Freedom’s Just Another Word

Tuesday morning, while drinking my cup of orange juice, I had the unfortunate pleasure of seeing the ‘Free Country’ clothing ad on television. The song was going through my head for an interminable hour afterward… ‘Everyone wants to live in a free country, F.C., free country…’ When I watched the hour of lies that was the State of the Union address later that night, it seemed as if I had come full circle. ‘Free people will determine the course of history’.

This is a sentiment that I espouse in my being everyday. I must confess, the roots of my ethical and political beliefs all rest in people like Kant and Marx. I am a universalist, at least in my imagination. However, I experienced an extreme episode of cognitive dissonance when I witnessed George Bush declaring that ‘free people will determine the course of history’.

It immediately brought me back to the jingle of the morning. Far too many people in this country conflate ‘freedom’, the fundamental philosophical category of humanist thought, with ‘the ability to buy things’. By converse, ‘the ability to buy things’ means one is free. Unfortunately, this demographic not only includes the ‘the many’ residing in the US, but the leadership of our ‘free country’ as well. It begs the question, so often ignored by most of us, “Are ‘we’, the ‘free country’ people, really free?” And the requisite ancillary question, “What is freedom?” The first question can only be answered by the second.

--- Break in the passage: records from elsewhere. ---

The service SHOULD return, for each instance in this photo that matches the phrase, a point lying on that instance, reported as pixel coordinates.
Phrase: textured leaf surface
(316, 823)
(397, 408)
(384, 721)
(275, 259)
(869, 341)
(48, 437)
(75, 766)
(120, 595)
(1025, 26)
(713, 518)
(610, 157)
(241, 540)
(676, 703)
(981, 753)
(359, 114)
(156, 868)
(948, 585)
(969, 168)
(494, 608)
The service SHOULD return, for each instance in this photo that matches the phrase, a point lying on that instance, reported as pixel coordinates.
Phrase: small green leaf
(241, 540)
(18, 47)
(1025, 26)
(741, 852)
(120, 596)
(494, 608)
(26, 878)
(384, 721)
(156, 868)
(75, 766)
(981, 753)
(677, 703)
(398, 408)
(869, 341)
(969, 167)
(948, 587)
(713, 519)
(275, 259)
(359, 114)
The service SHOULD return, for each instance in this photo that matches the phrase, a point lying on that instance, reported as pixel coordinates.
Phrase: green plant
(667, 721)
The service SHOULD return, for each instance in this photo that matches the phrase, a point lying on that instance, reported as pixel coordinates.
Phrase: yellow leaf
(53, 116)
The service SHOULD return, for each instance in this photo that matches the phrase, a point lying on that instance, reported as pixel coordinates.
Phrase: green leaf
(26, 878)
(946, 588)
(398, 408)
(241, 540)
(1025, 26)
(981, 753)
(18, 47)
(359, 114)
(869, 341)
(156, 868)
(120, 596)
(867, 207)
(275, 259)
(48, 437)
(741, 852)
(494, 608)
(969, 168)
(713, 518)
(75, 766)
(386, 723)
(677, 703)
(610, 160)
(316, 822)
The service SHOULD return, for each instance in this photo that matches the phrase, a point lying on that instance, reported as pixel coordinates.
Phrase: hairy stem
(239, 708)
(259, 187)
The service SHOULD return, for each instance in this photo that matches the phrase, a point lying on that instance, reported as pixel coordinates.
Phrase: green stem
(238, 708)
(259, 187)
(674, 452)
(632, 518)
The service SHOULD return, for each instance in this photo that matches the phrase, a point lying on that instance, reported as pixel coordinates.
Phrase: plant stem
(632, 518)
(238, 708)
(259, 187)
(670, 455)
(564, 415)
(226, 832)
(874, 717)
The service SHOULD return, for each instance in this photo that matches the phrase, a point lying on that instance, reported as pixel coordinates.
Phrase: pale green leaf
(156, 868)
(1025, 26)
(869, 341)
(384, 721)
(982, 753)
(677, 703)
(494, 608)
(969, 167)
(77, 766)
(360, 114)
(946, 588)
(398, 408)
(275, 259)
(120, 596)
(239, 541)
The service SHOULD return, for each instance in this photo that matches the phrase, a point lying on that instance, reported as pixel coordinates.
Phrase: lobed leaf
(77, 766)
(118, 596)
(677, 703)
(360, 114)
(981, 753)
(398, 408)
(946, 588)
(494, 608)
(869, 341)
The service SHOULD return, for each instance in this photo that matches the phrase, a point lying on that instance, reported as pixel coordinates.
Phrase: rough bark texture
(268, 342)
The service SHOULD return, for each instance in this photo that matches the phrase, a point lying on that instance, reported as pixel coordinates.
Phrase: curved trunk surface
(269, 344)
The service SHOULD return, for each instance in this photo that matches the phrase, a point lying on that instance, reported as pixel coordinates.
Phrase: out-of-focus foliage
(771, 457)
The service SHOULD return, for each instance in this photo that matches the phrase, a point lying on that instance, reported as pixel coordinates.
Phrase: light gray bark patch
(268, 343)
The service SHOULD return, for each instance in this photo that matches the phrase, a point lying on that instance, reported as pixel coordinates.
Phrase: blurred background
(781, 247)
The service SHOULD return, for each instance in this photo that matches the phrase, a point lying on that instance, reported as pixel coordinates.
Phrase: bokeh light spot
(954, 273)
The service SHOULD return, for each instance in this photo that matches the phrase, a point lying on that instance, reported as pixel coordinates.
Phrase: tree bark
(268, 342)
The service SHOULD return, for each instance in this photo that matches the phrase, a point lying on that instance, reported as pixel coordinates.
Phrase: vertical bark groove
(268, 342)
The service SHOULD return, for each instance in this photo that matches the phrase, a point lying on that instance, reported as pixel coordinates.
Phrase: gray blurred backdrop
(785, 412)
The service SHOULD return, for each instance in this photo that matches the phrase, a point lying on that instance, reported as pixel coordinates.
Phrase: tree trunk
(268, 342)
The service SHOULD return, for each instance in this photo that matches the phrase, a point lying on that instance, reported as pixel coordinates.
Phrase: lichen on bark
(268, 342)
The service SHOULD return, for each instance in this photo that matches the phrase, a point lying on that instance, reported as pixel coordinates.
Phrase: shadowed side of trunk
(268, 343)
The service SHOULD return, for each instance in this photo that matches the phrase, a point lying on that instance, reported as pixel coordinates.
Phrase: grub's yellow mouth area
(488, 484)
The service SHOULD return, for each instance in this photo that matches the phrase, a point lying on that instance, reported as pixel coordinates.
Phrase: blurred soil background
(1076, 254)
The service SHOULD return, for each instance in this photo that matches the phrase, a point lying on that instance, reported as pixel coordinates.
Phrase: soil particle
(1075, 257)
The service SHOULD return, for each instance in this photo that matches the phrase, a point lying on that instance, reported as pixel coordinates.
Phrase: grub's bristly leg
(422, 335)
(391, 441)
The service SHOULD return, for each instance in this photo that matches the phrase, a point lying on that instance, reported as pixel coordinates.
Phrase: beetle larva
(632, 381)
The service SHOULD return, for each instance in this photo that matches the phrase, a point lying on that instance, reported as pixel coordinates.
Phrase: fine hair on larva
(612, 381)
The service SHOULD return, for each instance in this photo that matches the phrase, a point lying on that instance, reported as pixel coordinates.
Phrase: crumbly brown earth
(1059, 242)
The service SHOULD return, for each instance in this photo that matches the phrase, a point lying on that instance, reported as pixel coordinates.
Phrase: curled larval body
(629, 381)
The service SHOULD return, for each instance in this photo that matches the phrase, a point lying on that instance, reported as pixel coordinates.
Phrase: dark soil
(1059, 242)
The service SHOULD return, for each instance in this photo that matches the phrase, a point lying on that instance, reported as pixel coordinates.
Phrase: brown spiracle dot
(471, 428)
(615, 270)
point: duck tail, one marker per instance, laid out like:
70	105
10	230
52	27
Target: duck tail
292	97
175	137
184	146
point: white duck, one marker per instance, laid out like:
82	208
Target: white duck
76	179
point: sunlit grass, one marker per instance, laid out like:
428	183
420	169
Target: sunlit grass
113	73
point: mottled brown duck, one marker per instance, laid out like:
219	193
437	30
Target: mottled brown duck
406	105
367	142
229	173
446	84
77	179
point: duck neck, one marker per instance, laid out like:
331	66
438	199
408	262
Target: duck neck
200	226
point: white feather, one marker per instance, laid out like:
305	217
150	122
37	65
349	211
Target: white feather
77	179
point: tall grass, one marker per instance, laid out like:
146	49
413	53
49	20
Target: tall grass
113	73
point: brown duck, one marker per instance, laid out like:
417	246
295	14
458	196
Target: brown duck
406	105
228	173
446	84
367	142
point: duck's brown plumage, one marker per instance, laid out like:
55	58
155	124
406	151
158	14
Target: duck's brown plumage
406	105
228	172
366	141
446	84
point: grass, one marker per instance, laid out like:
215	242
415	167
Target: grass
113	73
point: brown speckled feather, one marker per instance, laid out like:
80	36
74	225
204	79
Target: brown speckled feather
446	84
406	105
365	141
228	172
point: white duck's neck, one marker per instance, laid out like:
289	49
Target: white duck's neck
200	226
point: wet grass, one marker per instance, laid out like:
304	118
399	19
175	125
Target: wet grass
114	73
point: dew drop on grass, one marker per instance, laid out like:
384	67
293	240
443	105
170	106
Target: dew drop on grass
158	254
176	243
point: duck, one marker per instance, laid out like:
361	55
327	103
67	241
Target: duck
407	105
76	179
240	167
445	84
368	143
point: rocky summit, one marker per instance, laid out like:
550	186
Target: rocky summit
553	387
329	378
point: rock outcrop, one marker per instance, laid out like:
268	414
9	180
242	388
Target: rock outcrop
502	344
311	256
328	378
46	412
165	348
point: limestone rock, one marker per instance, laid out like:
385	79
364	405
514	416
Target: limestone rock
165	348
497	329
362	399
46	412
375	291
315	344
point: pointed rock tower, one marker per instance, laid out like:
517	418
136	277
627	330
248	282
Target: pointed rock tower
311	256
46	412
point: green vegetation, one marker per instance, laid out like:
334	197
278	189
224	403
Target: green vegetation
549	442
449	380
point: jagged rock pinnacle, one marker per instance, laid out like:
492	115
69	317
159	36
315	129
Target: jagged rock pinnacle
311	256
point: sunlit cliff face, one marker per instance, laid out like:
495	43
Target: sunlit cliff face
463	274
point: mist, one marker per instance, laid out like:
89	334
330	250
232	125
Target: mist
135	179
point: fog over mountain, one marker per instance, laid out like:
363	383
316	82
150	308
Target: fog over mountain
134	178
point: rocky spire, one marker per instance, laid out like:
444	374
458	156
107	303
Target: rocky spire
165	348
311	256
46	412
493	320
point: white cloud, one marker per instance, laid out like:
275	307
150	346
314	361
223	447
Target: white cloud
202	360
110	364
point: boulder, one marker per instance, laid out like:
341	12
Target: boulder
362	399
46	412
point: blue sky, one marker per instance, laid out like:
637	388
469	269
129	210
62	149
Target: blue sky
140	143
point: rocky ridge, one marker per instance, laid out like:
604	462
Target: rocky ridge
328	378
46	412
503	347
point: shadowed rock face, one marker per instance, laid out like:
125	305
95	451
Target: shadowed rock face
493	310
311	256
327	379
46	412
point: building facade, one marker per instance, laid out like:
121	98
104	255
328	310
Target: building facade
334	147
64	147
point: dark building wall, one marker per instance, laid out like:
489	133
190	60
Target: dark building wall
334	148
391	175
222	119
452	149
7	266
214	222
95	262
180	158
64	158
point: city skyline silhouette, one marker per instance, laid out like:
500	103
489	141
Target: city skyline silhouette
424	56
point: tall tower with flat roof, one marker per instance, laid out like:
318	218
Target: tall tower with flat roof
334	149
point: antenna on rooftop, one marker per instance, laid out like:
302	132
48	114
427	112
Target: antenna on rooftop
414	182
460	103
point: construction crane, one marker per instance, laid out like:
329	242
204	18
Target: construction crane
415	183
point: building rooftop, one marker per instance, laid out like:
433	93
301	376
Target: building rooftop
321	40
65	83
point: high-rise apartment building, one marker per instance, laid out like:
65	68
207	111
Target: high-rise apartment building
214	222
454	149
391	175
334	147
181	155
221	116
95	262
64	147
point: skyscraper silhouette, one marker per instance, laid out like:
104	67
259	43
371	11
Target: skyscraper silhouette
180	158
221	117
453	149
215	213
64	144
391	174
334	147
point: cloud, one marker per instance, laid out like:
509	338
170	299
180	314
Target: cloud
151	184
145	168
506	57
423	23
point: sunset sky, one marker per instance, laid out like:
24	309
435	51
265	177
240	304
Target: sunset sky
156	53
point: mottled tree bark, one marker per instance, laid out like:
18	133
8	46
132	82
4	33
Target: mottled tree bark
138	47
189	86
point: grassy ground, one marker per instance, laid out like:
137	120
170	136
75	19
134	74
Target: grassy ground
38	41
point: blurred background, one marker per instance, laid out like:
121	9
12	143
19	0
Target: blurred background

So, what is freedom? Like most concepts governing our lives, there is nothing definitive in the popular lexicon. As we slog our way the through history, the content of the idea of ‘freedom’ continually shifts, often whimsically. Some would trace the origin of the concept to theological musings on the Christian notion of ‘sin’. Augustine comes to mind with his development of the negative idea of ‘free will’ as the capacity to sin. However, if one looks at the concept as it was formalized through the renaissance and modern ages, it is clear to me that its origin actually rests in Protagoras. The famous fragment ‘of that which is, that it ‘is’, humanity is the measure’ is the ground of all later humanism. With these words, Protagoras begins to articulate the ‘modern’ idea of humanity, namely that freedom is the essence of humanity. And what that freedom ‘is’, is precisely the ability to determine the world.

Kant developed this idea even further. As it is the essence of humanity to determine the world, the power of determination, i.e. reason, is therefore universal. If it is universal, it is common to humanity. Thus, when we use our reason to determine political and economic structures – when we determine the world – these structures must meet the demands of universality. These structures must treat each individual as universal. The favoring of one individual or group over another would render our determinations irrational by failing the demand of universality. Knowledge must be common. The earth must be common. Privilege of any sort must be overcome in order to develop rational institutions. Freedom can only be achieved when every individual is able to realize freedom as its own nature.

It is in Marx that we find the most expansive treatment of the idea of freedom. As a universalist, Marx intuitively accepts Kant’s equation of reason and freedom, but as a dialectician he can’t help but notice that reason is an historically imminent phenomenon. It shows itself in a variety of guises throughout history. In fact, history is actually the story of its unveiling. And this unveiling occurs through conflict – most notably the conflict implicit in economy. As various historical ‘relations of production’ rise and fall people become distinctly more aware of reason, freedom as their essence. However, the true impediment to its realization remains latent, that is until the emergence of capitalism. Capitalism reveals freedom as the essence of humanity, but also shows economy itself as the true impediment to freedom’s realization. Within capitalism we have an economy in which we sell our labor. On the one hand, through the selling of labor one realizes the individual as master of its domain. On the other hand, because economy itself demands self-alienation, one comes to the truth that economy prevents the realization of freedom. One understands that economy is hierarchical in its very nature – privilege will always be protected, rational institutions are rendered impossible. And the root of the problem comes to light: scarcity. Through capitalism, humanity understands that until scarcity is conquered, economy will always exist and we will not be able to realize our nature as free.

So what then is freedom? It is our essence, the ability of determination, reason. It is also our goal – something unachieved as long as we live within the confines of economy. But most importantly, it is the process by which we achieve its realization. Freedom is an activity – the activity of its own realization. If then, we are to say that ‘we are free’, we must be engaged in the activity of making freedom possible. We must be seeking the solution to scarcity, not making the problem worse. We must be seeking to undermine privilege, not strengthening its cancerous spread. The last thing we should be is a consumer. Consumerism in both foreign and domestic policy only proliferates structures that prevent freedom’s realization. Consumerism drives economy.

I would like to believe that ‘free people will determine the course of history’. Unfortunately, we don’t live in a free country. And ‘free country’ clothing certainly isn’t helping to make people free.